The Restated Credit Agreement contains restrictive covenants that may limit Continental’s ability to, among other things, incur additional indebtedness, sell assets, make loans to others, make investments, enter into mergers, change material contracts, incur liens and engage in certain other transactions without


the prior consent of the lenders. The Restated Credit Agreement also requires Continental to maintain certain ratios, including a current ratio of not less than 1.0 to 1.0 (adjusted for available borrowing capacity) and a ratio of total funded debt to EBITDAX of no greater than 3.75 to 1.0. The Restated Credit Agreement also contains customary events of default.
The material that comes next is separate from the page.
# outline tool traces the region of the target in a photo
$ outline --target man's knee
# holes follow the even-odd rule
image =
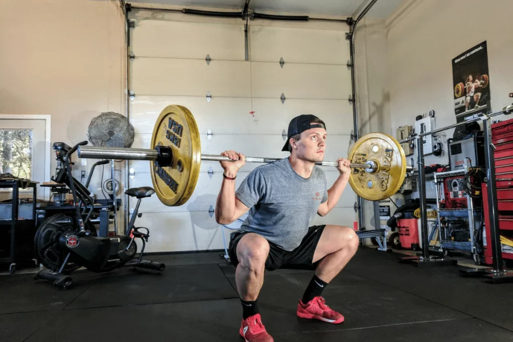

This Current Report on Form 8-K contains only a summary of the Restated Credit Agreement. The summary does not purport to be a complete summary of the Restated Credit Agreement and is qualified in its entirety by reference to the Restated Credit Agreement, a copy of which is filed as Exhibit 10.1 hereto and incorporated herein by reference.

Certain lenders under the Restated Credit Agreement, and their affiliates or predecessors, have in the past performed, and may in the future from time to time perform, investment banking, advisory, general financial and commercial services for Continental and its subsidiaries for which they have in the past received, and may in the future receive, customary fees and reimbursement of expenses.

 

Item 9.01 Financial Statements and Exhibits

 

  (d) Exhibits

 

10.1    Seventh Amended and Restated Credit Agreement, dated June 30, 2010, among Continental Resources, Inc., as borrower, Union Bank, N.A. as administrative agent, as issuing lender and as swing line lender, and the other lenders party thereto.


SIGNATURE

Pursuant to the requirements of the Securities Exchange Act of 1934, the registrant has duly caused this report to be signed on its behalf by the undersigned hereunto duly authorized.

 

    CONTINENTAL RESOURCES, INC.
Date: July 7, 2010     By:  

/s/ John D. Hart

      John D. Hart
      Senior Vice President, Chief Financial Officer and Treasurer


EXHIBIT INDEX

 

Exhibit No.

 

Exhibit Description

10.1   Seventh Amended and Restated Credit Agreement, dated June 30, 2010, among Continental Resources, Inc., as borrower, Union Bank, N.A. as administrative agent, as issuing lender and as swing line lender, and the other lenders party thereto.